El anuncio cristiano responde positivamente a la sed de justicia del hombre, como afirma
el apóstol San Pablo en la Carta a los Romanos: “Ahora independientemente de la ley, la
justicia de Dios se ha manifestado...por la fe en Jesucristo, para todos los que creen, pues no
hay diferencia alguna; todos pecaron y están privados de la gloria de Dios, y son justificados
por el don de su gracia, en virtud de la redención realizada en Cristo Jesús, a quien Dios
exhibió como instrumento de propiciación por su propia sangre, mediante la fe, para mostrar
su justicia” (Rm 3,21-25).


¿Cuál es, pues, la justicia de Cristo? Es, ante todo, la justicia que viene de la gracia,
donde no es el hombre que repara, se cura a sí mismo y a los demás.

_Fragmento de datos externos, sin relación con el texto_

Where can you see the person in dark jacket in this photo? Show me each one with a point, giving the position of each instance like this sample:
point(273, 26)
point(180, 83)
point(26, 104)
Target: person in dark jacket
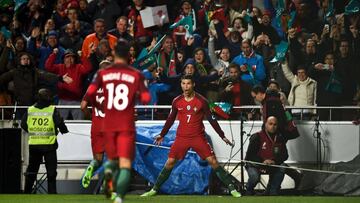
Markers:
point(268, 147)
point(26, 78)
point(42, 122)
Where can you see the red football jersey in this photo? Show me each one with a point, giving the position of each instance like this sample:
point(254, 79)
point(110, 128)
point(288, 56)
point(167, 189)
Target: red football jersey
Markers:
point(190, 115)
point(97, 114)
point(121, 85)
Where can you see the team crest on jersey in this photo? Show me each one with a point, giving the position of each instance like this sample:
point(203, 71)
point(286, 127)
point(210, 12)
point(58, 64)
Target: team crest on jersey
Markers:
point(264, 145)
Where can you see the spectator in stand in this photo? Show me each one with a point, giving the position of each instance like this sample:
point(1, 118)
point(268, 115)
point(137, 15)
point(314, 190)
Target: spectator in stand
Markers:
point(82, 28)
point(302, 93)
point(330, 82)
point(235, 91)
point(179, 32)
point(70, 94)
point(274, 85)
point(49, 26)
point(167, 57)
point(252, 69)
point(109, 10)
point(306, 19)
point(266, 28)
point(121, 30)
point(222, 62)
point(9, 53)
point(206, 14)
point(91, 41)
point(303, 50)
point(44, 51)
point(264, 47)
point(59, 14)
point(71, 39)
point(246, 30)
point(349, 65)
point(151, 75)
point(26, 78)
point(141, 34)
point(83, 11)
point(354, 40)
point(233, 41)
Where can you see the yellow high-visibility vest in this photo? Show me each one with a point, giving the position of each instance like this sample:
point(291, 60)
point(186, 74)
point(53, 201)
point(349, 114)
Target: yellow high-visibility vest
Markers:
point(41, 126)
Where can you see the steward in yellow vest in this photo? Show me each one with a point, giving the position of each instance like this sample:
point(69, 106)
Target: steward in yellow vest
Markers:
point(42, 122)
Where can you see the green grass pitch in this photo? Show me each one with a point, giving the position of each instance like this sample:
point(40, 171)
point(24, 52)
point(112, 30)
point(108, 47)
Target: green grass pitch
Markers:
point(171, 199)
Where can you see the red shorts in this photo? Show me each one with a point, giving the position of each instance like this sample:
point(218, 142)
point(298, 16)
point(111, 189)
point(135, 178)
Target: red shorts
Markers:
point(199, 144)
point(97, 142)
point(120, 144)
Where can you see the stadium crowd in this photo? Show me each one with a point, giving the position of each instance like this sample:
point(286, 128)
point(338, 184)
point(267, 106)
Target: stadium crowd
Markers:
point(230, 46)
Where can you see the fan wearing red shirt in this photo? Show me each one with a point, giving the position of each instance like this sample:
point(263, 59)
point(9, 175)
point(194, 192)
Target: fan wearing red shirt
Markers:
point(121, 84)
point(190, 107)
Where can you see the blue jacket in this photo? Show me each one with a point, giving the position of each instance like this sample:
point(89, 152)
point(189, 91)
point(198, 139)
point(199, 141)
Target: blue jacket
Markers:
point(256, 69)
point(154, 87)
point(44, 52)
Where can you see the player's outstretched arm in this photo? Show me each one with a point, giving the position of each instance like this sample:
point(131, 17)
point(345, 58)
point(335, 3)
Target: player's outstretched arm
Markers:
point(158, 140)
point(170, 120)
point(228, 142)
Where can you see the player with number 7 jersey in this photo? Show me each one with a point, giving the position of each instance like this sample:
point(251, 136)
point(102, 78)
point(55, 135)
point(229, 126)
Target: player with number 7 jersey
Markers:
point(121, 84)
point(190, 108)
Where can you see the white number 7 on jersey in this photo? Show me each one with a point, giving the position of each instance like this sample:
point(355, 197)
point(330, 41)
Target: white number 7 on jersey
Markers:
point(188, 120)
point(121, 93)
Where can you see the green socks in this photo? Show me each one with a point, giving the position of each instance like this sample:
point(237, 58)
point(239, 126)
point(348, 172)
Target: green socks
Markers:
point(123, 181)
point(163, 176)
point(95, 164)
point(224, 177)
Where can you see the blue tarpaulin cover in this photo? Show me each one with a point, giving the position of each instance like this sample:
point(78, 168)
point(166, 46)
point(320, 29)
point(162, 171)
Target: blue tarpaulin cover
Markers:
point(189, 176)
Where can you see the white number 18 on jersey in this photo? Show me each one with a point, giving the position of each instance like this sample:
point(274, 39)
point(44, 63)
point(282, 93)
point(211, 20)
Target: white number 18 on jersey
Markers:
point(117, 96)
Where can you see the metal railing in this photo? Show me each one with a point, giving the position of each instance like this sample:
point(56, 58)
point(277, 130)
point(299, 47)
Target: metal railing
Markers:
point(154, 108)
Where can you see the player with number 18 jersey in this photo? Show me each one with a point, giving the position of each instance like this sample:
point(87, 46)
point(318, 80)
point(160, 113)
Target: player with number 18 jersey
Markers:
point(121, 85)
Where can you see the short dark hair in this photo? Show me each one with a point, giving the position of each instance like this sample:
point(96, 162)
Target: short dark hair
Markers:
point(100, 20)
point(234, 65)
point(122, 50)
point(301, 67)
point(122, 18)
point(188, 77)
point(246, 41)
point(258, 89)
point(273, 81)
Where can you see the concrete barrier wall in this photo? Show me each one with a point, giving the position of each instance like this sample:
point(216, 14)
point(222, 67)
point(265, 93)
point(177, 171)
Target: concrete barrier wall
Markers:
point(341, 141)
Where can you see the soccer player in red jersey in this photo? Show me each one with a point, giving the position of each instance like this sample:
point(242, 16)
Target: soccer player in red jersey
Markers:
point(121, 84)
point(97, 137)
point(190, 107)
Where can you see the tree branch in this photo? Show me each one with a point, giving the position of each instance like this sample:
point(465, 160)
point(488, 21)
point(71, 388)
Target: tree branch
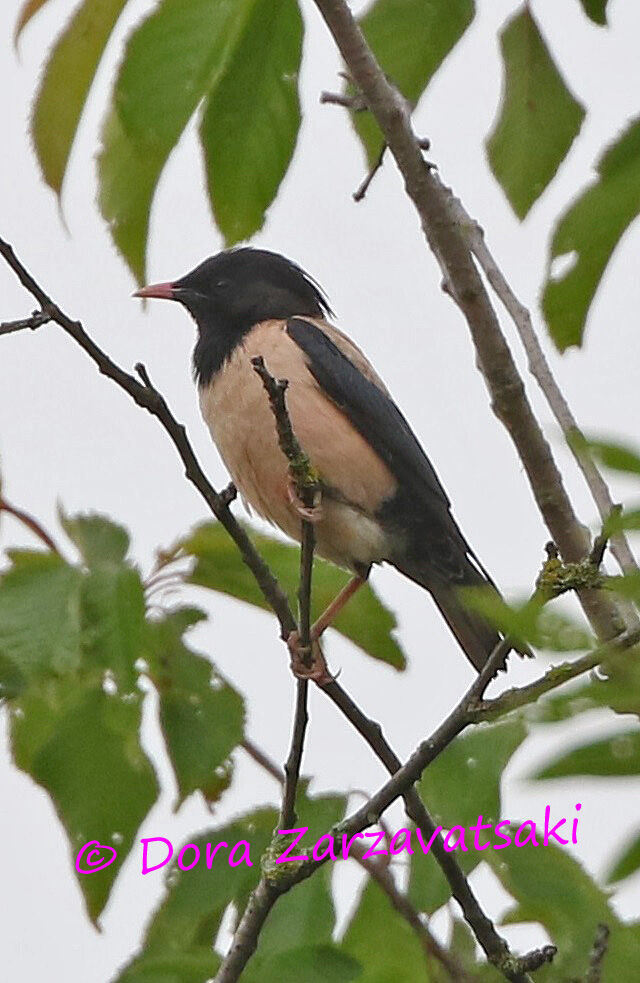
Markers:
point(30, 523)
point(307, 489)
point(146, 396)
point(541, 371)
point(37, 319)
point(464, 284)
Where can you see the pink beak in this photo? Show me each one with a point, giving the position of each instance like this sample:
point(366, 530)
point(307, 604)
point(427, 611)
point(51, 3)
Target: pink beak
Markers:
point(165, 291)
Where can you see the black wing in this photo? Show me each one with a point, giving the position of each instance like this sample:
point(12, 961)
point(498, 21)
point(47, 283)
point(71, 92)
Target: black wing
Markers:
point(369, 409)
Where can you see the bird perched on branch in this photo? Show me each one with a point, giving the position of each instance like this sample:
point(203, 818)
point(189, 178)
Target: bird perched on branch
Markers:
point(381, 500)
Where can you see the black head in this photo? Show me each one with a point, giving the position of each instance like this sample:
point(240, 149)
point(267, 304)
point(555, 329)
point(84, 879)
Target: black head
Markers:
point(230, 292)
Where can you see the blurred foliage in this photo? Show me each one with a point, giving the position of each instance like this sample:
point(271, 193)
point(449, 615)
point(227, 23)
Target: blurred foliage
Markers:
point(236, 66)
point(539, 117)
point(81, 644)
point(364, 620)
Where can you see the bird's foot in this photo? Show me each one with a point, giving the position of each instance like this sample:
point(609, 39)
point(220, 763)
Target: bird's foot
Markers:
point(308, 663)
point(310, 513)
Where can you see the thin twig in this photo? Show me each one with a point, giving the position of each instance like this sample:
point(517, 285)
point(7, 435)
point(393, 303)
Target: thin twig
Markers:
point(307, 489)
point(30, 523)
point(36, 320)
point(150, 399)
point(541, 371)
point(465, 285)
point(599, 951)
point(430, 945)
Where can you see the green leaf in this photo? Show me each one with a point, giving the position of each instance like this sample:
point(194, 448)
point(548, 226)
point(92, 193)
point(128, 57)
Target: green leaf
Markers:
point(364, 620)
point(596, 10)
point(113, 619)
point(173, 61)
point(400, 958)
point(529, 623)
point(202, 717)
point(312, 963)
point(97, 538)
point(181, 967)
point(462, 784)
point(410, 39)
point(532, 876)
point(40, 614)
point(66, 82)
point(626, 862)
point(251, 118)
point(169, 63)
point(306, 916)
point(618, 457)
point(627, 585)
point(615, 755)
point(128, 176)
point(539, 117)
point(189, 916)
point(587, 234)
point(28, 10)
point(82, 746)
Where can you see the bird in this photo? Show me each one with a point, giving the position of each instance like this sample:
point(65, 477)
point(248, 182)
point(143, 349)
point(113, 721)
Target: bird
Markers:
point(381, 499)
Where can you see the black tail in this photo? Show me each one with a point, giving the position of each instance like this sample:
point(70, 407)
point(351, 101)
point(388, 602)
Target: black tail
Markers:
point(476, 637)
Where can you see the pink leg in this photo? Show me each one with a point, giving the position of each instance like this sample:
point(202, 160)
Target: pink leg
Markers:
point(330, 613)
point(318, 671)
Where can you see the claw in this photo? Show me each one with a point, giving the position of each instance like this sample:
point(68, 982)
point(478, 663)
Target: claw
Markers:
point(315, 669)
point(312, 513)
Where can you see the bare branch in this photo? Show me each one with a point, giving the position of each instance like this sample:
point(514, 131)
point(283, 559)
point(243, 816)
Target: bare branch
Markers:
point(430, 945)
point(464, 284)
point(599, 951)
point(37, 319)
point(541, 371)
point(30, 523)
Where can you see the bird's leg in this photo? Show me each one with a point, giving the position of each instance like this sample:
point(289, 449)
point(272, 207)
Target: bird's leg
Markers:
point(308, 663)
point(308, 513)
point(332, 611)
point(318, 671)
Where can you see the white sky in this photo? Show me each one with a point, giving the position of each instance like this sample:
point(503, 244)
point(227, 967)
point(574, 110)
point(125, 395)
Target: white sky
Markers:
point(69, 435)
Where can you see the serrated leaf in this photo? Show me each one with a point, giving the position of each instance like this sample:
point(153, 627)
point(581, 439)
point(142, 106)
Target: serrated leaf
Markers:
point(364, 620)
point(251, 118)
point(202, 717)
point(400, 959)
point(172, 61)
point(627, 585)
point(40, 614)
point(626, 862)
point(539, 117)
point(127, 178)
point(98, 539)
point(113, 622)
point(596, 10)
point(615, 755)
point(410, 39)
point(66, 82)
point(462, 784)
point(618, 457)
point(82, 746)
point(587, 235)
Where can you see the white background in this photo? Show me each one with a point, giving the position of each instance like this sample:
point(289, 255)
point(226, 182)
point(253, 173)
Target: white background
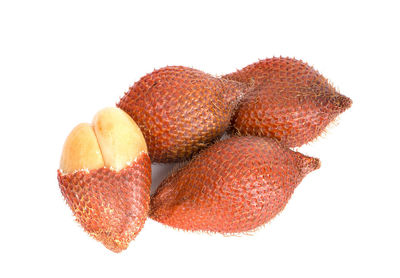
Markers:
point(60, 62)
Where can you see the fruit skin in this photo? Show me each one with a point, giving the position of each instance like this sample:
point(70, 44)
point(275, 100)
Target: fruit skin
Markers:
point(234, 186)
point(181, 110)
point(289, 101)
point(111, 206)
point(105, 177)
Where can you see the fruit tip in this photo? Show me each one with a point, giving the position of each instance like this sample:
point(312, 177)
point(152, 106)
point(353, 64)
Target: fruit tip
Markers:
point(310, 164)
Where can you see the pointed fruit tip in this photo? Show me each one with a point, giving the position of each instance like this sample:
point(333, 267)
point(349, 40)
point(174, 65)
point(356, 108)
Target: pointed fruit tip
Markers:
point(310, 164)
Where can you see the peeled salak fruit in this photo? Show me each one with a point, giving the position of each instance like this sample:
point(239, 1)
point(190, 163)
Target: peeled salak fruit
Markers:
point(289, 101)
point(105, 177)
point(181, 110)
point(235, 185)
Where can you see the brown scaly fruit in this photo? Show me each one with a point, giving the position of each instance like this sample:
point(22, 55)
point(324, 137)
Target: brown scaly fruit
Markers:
point(181, 110)
point(234, 186)
point(105, 177)
point(289, 101)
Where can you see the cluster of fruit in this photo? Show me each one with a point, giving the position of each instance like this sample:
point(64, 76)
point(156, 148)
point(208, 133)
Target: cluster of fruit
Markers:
point(179, 114)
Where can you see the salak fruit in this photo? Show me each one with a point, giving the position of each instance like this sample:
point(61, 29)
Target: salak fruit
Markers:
point(105, 177)
point(181, 110)
point(235, 185)
point(289, 101)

El hecho de que la
“propiciación” tenga lugar en la sangre de Jesús significa que no son los sacrificios del hombre
los que le libran del peso de las culpas, sino el gesto del amor de Dios que se abre hasta el
extremo, hasta aceptar en sí mismo la “maldición” que corresponde al hombre, a fin de
transmitirle, en cambio la “bendición” que corresponde a Dios (Cf. Ga 3,13-14).


Pero esto suscita enseguida una objeción: ¿qué justicia existe donde el justo muere en
lugar del culpable y el culpable recibe a cambio la bendición que corresponde al justo? ¿Cada
uno no recibe de este modo lo contrario de “lo suyo”? En realidad, aquí se manifiesta la
justicia divina, profundamente distinta de la humana. Dios ha pagado por nosotros en su Hijo
el precio del rescate, un precio verdaderamente exorbitante. Frente a la justicia de la Cruz, el
hombre no se puede rebelar, porque de manifiesto que el hombre no es un ser autárquico,
sino que necesita de Otro para ser plenamente él mismo. Convertirse a Cristo, creer en el
Evangelio, significa precisamente esto: salir de la ilusión de la autosuficiencia para descubrir y
aceptar la propia indigencia, indigencia de los demás y de Dios, exigencia de su perdón y de
su amistad.


Se entiende, entonces, como la fe no es un hecho natural, cómodo, obvio: hace falta la
humildad para aceptar tener necesidad del Otro que me libere de lo “mío”, para darme
gratuitamente lo “suyo”. Esto sucede especialmente en los sacramentos de la Penitencia y de
la Eucaristía. Gracias a la acción de Cristo, nosotros podemos entrar en la justicia “más
grande”, que es la del amor (Cf. Rm 13, 8-10), la justicia de quien en cualquier caso se siente
siempre más deudor que acreedor, porque ha recibido más de lo que podía esperar.
Precisamente por la fuerza de esta experiencia, el cristiano se ve impulsado a contribuir
a la formación de sociedades justas, donde todos reciban lo necesario para vivir según su
propia dignidad de hombres y donde la justicia sea vivificada por el amor.


Queridos hermanos y hermanas: la Cuaresma culmina en el Triduo Pascual, en el que
este año volveremos a celebrar la justicia divina, que es plenitud de caridad, de don y de
salvación. Qué este tiempo penitencial sea para todos los cristianos un tiempo de auténtica
conversión y de intenso conocimiento del misterio de Cristo, que vino para cumplir toda
justicia. Con estos sentimientos, os imparto a todos de corazón la bendición apostólica.